Part 7 — The cloud provider path · Freya End-to-End Latency

Step 34

How model routing actually picks a model LLM

What it is. The chain for debugging "which model answered." The dashboard model catalog (models/providers tables) maps a dashboard-facing model id to a provider plus an upstream model string; the resolve endpoint enriches it with credentials and the context window; the agent's provider switch consumes the result.

freya-dashboard src/db/schema/models.ts resolve api/agent/v1/resolve/route.ts:18-91 switch base_service.py:355-545

Runtime effect. enrichServiceConfig() attaches catalogModel, baseUrl, credentials and maxContextWindow (resolve route.ts:18-91); the agent's provider switch reads those (base_service.py:355-545). Three silent overrides bend the rule that "the dashboard model picks the model":

On-prem master override — is_on_premise forces env LLM_URL/LLM_MODEL/LLM_API_KEY regardless of dashboard config (base_service.py:422-434). On an on-prem box the dashboard model choice is decorative.
Simulation override — sims force non-Freya providers to the self-hosted model (base_service.py:1131-1150), so sim latency measures the self-hosted stack, not the configured cloud model.
Fallback LLM race — with Fallback LLM (additionalSettings.fallbackLlmEnabled) on, a Gemini 2.5 Flash backup races the primary via ParallelPipeline; it is released only if the primary streams nothing within ttfbTimeoutSeconds (default 1.0 s, boot_steps.py:1965-1998). Converts provider P99 stalls into a bounded ~1 s + Gemini-TTFT worst case. Skipped on-prem.

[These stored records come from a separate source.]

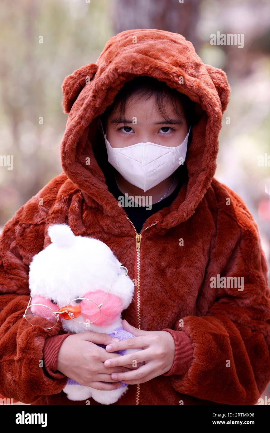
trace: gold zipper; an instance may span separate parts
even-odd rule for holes
[[[151,224],[150,226],[149,226],[148,227],[146,227],[143,230],[142,230],[140,233],[137,233],[137,231],[135,228],[135,226],[133,223],[130,221],[130,219],[128,218],[127,216],[126,217],[127,220],[128,220],[130,223],[133,227],[133,228],[135,230],[135,239],[136,241],[136,253],[137,254],[137,319],[138,321],[138,326],[137,327],[139,329],[140,329],[140,242],[141,239],[142,237],[142,233],[144,232],[145,230],[146,230],[147,229],[150,228],[150,227],[153,227],[153,226],[155,226],[159,222],[158,221],[156,220]],[[137,389],[136,391],[136,404],[139,404],[139,402],[140,401],[140,384],[137,384]]]

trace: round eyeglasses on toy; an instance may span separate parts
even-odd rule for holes
[[[120,267],[126,270],[126,273],[123,275],[126,277],[128,272],[127,268],[125,266],[121,266]],[[101,307],[110,288],[106,293],[101,303],[99,304],[87,298],[76,298],[71,301],[67,305],[60,308],[58,311],[54,311],[52,308],[43,304],[30,304],[32,298],[31,295],[23,317],[32,326],[39,325],[45,330],[53,328],[58,323],[60,314],[62,315],[61,317],[65,320],[73,320],[77,323],[90,324],[99,319],[101,313]],[[85,321],[83,318],[84,315],[90,318]]]

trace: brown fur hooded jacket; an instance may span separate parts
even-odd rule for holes
[[[145,222],[138,263],[135,231],[99,164],[97,118],[140,75],[187,95],[199,120],[186,155],[188,180],[170,206]],[[111,38],[96,64],[67,77],[62,90],[69,113],[63,171],[17,211],[0,238],[0,393],[32,404],[85,404],[68,400],[66,378],[40,366],[45,339],[64,333],[60,323],[44,330],[23,317],[32,258],[50,243],[48,226],[66,223],[76,235],[104,242],[132,279],[140,277],[123,319],[146,330],[184,333],[193,348],[184,374],[130,385],[114,404],[256,404],[270,380],[270,290],[257,224],[241,198],[214,177],[230,91],[225,74],[204,64],[181,35],[130,30]],[[223,283],[213,287],[213,277]],[[238,290],[231,283],[242,277]]]

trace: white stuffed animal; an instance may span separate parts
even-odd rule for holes
[[[106,244],[93,238],[75,236],[66,224],[50,226],[48,232],[52,243],[33,257],[29,266],[31,313],[47,319],[48,312],[52,314],[52,310],[33,305],[42,304],[53,312],[66,312],[52,315],[62,321],[68,332],[105,333],[120,340],[134,337],[121,326],[121,312],[130,304],[134,293],[127,268]],[[77,303],[78,298],[83,299]],[[116,353],[124,355],[138,350]],[[98,403],[110,404],[127,391],[127,385],[122,385],[112,391],[101,391],[68,378],[63,390],[71,400],[92,397]]]

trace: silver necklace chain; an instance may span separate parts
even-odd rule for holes
[[[119,186],[118,184],[117,183],[117,179],[116,179],[116,176],[115,176],[115,175],[114,175],[114,178],[115,178],[115,181],[116,182],[116,184],[117,185],[117,186],[118,187],[118,189],[120,191],[121,191],[120,190],[120,188],[119,188]],[[175,181],[175,179],[176,179],[175,174],[174,173],[173,174],[173,179],[172,180],[172,182],[171,186],[168,188],[168,189],[166,191],[166,192],[165,193],[165,194],[163,194],[163,195],[162,196],[162,197],[160,197],[160,198],[159,199],[159,200],[158,200],[156,202],[156,203],[158,203],[159,201],[161,201],[161,200],[163,199],[163,198],[164,198],[164,197],[165,197],[165,196],[166,195],[166,194],[168,194],[168,193],[169,192],[169,191],[170,191],[170,190],[172,187],[172,186],[173,186],[173,184],[174,183],[174,181]]]

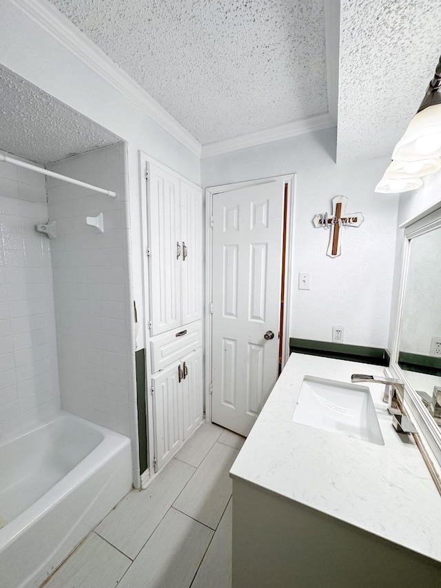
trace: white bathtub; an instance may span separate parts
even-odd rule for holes
[[[131,487],[130,440],[68,413],[0,440],[0,587],[39,587]]]

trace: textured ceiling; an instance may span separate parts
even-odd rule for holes
[[[0,149],[37,163],[121,141],[0,65]]]
[[[322,0],[52,0],[201,143],[327,112]]]
[[[441,0],[341,0],[337,161],[391,155],[441,52]]]

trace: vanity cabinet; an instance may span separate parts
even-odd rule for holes
[[[152,376],[155,472],[201,422],[202,384],[201,349]]]
[[[202,192],[152,163],[147,174],[153,336],[202,318]]]

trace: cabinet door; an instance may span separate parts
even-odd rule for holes
[[[183,360],[182,365],[185,376],[181,383],[183,384],[184,439],[186,439],[202,420],[202,349],[187,355]]]
[[[153,427],[154,455],[157,472],[183,441],[183,388],[175,363],[152,376],[153,387]]]
[[[150,334],[157,335],[181,324],[179,181],[152,165],[149,176]]]
[[[202,193],[181,183],[182,324],[202,318]]]

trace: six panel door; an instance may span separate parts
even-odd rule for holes
[[[278,376],[283,202],[280,180],[213,197],[212,419],[245,436]]]

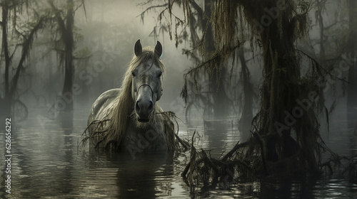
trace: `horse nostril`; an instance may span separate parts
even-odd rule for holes
[[[152,112],[154,109],[154,103],[152,101],[150,101],[150,104],[149,105],[148,110],[149,112]]]
[[[135,103],[135,111],[137,113],[140,112],[140,107],[139,106],[139,102],[136,102],[136,103]]]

Historical footnote — do not cargo-cult freya-235b-enhanced was a branded alias that rewrote to provider=openai, model=gpt-4.1 + priority tier (added PR #406 2026-03-17, removed PR #803 2026-05-19, catalog-collapsed by the 2026-05-22 models_unify migration). No runtime consumer exists today.

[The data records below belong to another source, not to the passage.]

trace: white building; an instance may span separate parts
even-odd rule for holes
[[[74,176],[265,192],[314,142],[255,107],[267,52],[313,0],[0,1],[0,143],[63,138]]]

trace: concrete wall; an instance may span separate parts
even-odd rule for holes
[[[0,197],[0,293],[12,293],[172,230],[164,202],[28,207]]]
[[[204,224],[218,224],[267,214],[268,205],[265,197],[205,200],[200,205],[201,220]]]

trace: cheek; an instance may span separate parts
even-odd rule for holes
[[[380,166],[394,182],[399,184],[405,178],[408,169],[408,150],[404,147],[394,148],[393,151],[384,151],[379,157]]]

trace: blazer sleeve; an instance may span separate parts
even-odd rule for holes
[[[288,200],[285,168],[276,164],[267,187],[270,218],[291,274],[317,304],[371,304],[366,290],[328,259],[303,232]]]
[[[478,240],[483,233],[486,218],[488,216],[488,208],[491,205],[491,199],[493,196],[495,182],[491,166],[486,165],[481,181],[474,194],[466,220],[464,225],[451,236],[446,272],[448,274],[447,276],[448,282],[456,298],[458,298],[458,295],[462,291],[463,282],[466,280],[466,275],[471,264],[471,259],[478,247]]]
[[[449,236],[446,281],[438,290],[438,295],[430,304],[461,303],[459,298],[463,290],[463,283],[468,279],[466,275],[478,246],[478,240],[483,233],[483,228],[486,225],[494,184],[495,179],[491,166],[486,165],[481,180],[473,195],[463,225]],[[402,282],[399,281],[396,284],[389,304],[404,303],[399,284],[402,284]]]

Symptom it explains: "the dashboard says model X but the latency / token rate looks like model Y." Check the three overrides before blaming the catalog.

Step 35

The model picker IS the latency dial LLM

What it is. Experiment 1 ran the same ~1.1K-token prompt, the same code, streaming, across 19 models. The spread is an order of magnitude purely from the model pick — geography (TR-hosted vs EU vs US) and reasoning behaviour dominate.

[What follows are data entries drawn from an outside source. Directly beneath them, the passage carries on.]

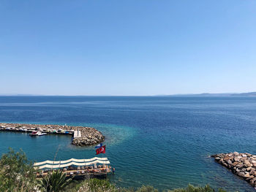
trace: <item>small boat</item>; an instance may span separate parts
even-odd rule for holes
[[[34,137],[34,136],[43,136],[46,135],[46,133],[42,133],[38,131],[33,131],[32,133],[29,134],[31,137]]]

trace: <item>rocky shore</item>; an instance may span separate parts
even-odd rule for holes
[[[211,155],[215,161],[238,177],[244,179],[256,189],[256,155],[249,153],[220,153]]]
[[[71,144],[77,146],[89,146],[97,145],[105,140],[102,134],[94,128],[84,126],[69,126],[59,125],[35,125],[20,123],[0,123],[1,128],[13,128],[15,130],[39,129],[43,132],[51,134],[61,134],[65,131],[79,130],[81,133],[80,137],[73,138]]]

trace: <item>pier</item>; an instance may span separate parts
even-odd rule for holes
[[[105,140],[105,137],[100,131],[94,128],[84,126],[1,123],[0,131],[23,133],[38,131],[47,134],[69,135],[72,137],[71,144],[77,146],[94,145]]]
[[[46,176],[49,172],[60,170],[67,177],[75,179],[106,177],[113,172],[107,158],[94,157],[90,159],[71,158],[66,161],[45,161],[34,164],[37,178]]]
[[[216,154],[211,157],[256,189],[256,155],[234,152]]]

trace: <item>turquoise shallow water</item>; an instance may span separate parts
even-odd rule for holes
[[[94,126],[106,135],[118,186],[188,183],[254,191],[211,154],[256,154],[256,98],[1,96],[0,122]],[[67,136],[0,133],[0,153],[21,147],[33,161],[94,156]]]

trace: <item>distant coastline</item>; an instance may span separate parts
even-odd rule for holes
[[[198,93],[198,94],[174,94],[159,95],[158,96],[256,96],[256,92],[241,93]]]
[[[0,93],[0,96],[250,96],[256,97],[256,92],[248,93],[188,93],[188,94],[170,94],[170,95],[148,95],[148,96],[111,96],[111,95],[39,95],[39,94],[12,94]]]

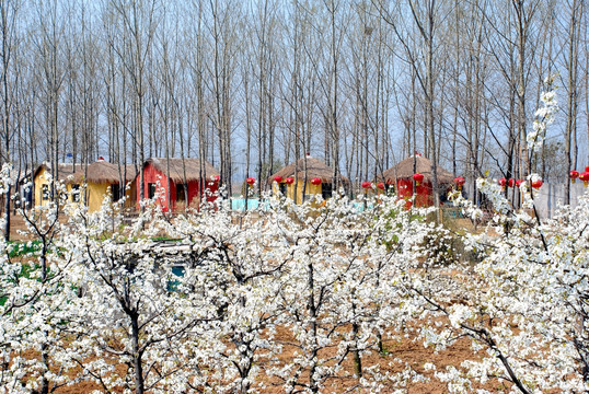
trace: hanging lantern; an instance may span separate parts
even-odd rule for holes
[[[454,184],[457,185],[459,190],[462,190],[462,186],[466,183],[466,179],[464,179],[464,176],[457,176],[454,178]]]
[[[420,174],[420,173],[413,174],[413,181],[415,181],[415,186],[419,186],[421,181],[424,181],[424,174]]]
[[[570,177],[570,183],[575,183],[575,181],[579,177],[579,172],[577,170],[570,170],[568,176]]]
[[[585,172],[579,175],[579,179],[582,181],[582,184],[585,187],[587,187],[587,183],[589,183],[589,167],[585,169]]]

analysis/llm-latency-benchmark/1-model-comparison/findings.md ~1.1K-token prompt, streaming

Model	TTFT P50	P95	Verdict
Ubicloud Qwen3-235B (TR)	82 ms	243 ms	fastest; server retired 2026-04-24, valid as "same-region self-hosted vLLM"
Gemma 4 31B-it (TR self-hosted)	98 ms	112 ms	most consistent (StDev 29 ms)
Freya 235B (self-hosted EU)	453 ms	651 ms	best EU
GPT-5-chat	590 ms	832 ms	best external
GPT-4o	633 ms	987 ms	solid baseline
GPT-4.1	754 ms	1200 ms	—
GPT-5.x reasoning (low)	1700–1950 ms	3000–3500 ms	not viable for voice

Same prompt, same code: 82 ms → 2.4 s purely by model pick. Reasoning models are categorically out. Real-agent overhead above raw benchmark TTFT is ~160–350 ms (extraction/routing pre-calls, per-call HTTP client, event-loop contention; findings.md:38-77).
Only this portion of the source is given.